I'm pretty sure it's still just double entry. The point of double entry isn't how many times you write it down, it's that credits = debits, meaning take = give. "Double entry" is a bit of a misnomer since I can do double entry with a single entry like this: "INSERT INTO journal (account_1_id, account_2_id, amount) VALUES (...);" where amount is a signed number. The point is that there is a take and a give. In Bitcoin I might have 2 inputs and 5 outputs. That's not 7 entry or n-entry because double entry doesn't refer to the number of accounts or the number of entries. It's a huge misnomer like everything else in bookkeeping.
I'll add that it can't be triple entry based on your description since what your wallet records doesn't matter one bit. The blockchain is the sole source of truth, so that would be single entry by your analysis.

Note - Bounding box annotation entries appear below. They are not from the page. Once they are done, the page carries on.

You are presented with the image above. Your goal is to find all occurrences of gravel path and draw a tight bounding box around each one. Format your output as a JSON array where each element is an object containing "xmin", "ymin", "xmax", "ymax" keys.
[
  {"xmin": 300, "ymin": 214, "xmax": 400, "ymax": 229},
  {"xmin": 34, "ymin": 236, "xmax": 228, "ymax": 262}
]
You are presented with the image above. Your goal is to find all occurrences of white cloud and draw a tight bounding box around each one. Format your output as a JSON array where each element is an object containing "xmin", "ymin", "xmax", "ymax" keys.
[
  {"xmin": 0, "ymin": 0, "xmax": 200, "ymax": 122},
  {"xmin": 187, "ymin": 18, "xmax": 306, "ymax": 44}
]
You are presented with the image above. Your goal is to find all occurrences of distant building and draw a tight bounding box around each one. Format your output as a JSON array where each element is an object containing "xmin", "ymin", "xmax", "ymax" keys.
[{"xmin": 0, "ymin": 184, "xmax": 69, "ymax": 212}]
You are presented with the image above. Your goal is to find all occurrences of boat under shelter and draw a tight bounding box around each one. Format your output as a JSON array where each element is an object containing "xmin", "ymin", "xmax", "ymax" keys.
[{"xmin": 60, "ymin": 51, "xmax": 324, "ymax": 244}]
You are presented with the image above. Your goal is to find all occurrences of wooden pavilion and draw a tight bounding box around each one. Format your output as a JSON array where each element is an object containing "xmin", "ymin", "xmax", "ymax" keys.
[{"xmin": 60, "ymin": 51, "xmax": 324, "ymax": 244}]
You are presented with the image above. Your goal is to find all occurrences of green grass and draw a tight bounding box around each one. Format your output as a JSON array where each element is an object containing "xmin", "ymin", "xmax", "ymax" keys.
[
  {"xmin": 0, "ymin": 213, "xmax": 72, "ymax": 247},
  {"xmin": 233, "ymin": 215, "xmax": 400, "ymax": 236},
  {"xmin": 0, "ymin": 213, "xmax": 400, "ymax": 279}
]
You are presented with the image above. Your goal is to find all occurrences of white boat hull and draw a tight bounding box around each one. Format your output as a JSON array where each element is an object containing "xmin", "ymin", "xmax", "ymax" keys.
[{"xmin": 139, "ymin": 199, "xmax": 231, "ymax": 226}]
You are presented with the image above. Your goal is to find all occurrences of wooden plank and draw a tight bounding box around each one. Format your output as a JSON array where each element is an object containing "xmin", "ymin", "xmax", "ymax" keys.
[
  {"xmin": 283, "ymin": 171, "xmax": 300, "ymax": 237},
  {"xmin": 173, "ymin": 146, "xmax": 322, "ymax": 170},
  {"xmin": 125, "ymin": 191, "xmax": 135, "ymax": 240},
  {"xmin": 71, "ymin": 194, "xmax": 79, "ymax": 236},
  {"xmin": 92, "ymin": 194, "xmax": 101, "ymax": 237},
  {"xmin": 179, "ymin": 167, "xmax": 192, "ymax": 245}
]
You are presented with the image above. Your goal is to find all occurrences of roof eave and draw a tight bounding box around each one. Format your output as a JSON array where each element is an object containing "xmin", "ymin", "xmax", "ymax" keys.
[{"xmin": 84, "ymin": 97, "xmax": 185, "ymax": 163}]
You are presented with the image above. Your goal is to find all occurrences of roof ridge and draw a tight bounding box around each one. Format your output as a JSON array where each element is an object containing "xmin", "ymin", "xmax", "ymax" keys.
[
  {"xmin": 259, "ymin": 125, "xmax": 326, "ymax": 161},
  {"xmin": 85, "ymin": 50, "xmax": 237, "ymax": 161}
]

It's "triple" entry because the entity doing the recording is different, but if you want to get pedantic about the definitions it all sort of devolves. In the paradigms of normal single and double entry accounting it matters who records it. In crypto it doesn't really because it's all done by the trustless network ledger, but describing it as "triple entry" is an easy way to get at the heart of why a trustless ledger is valuable in terms of normal single/double entry accounting.
Double entry accounting is as old as the sun. The whole point is that you rob Peter to pay Paul. Peter gets an entry. Paul gets an entry. Credit Peter. Debit Paul. Those are your two entries. That's the "double" of it, the take and the give. It doesn't matter who records it. It's a zero sum game, and that's the point. It's why Revenue is a credit account (increasing with credit), because we take from Revenue to pay Cash or Accounts Receivable. If you prefer arithmetic over bookkeeping convention, you might say that Revenue normally has a negative balance. It might seem weird to keep robbing your Revenue to pay your Cash, but if you didn't then that income money would just appear magically. In double entry accounting it must always come from somewhere. There must always be a Peter to rob whenever Paul gets paid.

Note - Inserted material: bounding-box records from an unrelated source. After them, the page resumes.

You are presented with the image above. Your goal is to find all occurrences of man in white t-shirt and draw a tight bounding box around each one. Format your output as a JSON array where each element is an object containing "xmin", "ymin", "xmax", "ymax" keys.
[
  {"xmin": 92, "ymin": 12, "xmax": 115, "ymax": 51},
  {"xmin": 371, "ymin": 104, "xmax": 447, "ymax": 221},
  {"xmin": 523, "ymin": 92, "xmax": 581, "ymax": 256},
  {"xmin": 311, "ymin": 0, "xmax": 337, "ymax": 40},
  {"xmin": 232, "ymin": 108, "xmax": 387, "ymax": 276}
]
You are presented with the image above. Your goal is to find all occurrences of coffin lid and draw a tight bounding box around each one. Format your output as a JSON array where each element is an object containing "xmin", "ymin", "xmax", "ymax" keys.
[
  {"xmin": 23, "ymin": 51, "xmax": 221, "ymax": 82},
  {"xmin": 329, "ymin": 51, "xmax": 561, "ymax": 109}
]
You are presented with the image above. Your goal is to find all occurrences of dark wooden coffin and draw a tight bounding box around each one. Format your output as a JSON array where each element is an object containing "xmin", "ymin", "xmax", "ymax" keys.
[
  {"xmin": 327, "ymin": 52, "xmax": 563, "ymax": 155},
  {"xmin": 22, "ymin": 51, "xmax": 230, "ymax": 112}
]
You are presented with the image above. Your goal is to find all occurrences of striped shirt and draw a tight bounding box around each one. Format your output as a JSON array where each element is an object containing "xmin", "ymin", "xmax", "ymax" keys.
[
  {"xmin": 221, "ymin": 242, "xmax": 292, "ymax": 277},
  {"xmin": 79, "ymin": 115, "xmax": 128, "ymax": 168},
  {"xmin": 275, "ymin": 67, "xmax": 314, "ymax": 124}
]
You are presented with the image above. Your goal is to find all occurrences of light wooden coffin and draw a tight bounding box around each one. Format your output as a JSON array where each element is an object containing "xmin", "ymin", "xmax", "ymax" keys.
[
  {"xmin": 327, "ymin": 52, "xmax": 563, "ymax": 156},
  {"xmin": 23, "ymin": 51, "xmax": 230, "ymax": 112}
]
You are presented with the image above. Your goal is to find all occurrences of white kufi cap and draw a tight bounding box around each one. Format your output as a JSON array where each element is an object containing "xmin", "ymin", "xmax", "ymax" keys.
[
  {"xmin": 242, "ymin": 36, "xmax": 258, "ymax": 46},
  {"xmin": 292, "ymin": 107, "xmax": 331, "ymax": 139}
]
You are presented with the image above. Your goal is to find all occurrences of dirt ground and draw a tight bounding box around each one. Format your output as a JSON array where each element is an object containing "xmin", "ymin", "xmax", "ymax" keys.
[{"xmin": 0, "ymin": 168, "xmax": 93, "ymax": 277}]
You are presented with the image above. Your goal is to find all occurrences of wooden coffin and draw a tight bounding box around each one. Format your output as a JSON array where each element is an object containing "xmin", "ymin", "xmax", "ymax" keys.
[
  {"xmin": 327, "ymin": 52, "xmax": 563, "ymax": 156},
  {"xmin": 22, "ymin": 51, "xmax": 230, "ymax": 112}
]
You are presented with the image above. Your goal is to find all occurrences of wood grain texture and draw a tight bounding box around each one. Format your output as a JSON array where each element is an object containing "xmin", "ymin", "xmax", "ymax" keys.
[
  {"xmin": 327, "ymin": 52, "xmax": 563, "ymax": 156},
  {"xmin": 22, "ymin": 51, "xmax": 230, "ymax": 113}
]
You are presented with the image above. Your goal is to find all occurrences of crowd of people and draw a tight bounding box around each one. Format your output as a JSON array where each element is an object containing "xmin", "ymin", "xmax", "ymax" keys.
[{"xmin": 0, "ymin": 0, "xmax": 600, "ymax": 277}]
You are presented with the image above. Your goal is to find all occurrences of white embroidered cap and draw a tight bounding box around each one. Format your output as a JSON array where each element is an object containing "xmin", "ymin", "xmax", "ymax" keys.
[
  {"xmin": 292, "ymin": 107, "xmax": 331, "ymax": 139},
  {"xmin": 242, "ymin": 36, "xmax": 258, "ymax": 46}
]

I've seen blog posts claiming crypto is triple entry, or some new paradigm too. Complete rubbish they are.
The core point is that the ledger is immutable. You don't have to trust Peter or Paul's version of the accounting.
Ultimately you're right, it's not "triple entry" it's just trustless accounting.
Then call it what it actually is - third party verification/confirmation.
That's not accurate either because there is no single entity third party that verifies it. If there was it wouldn't be trustless.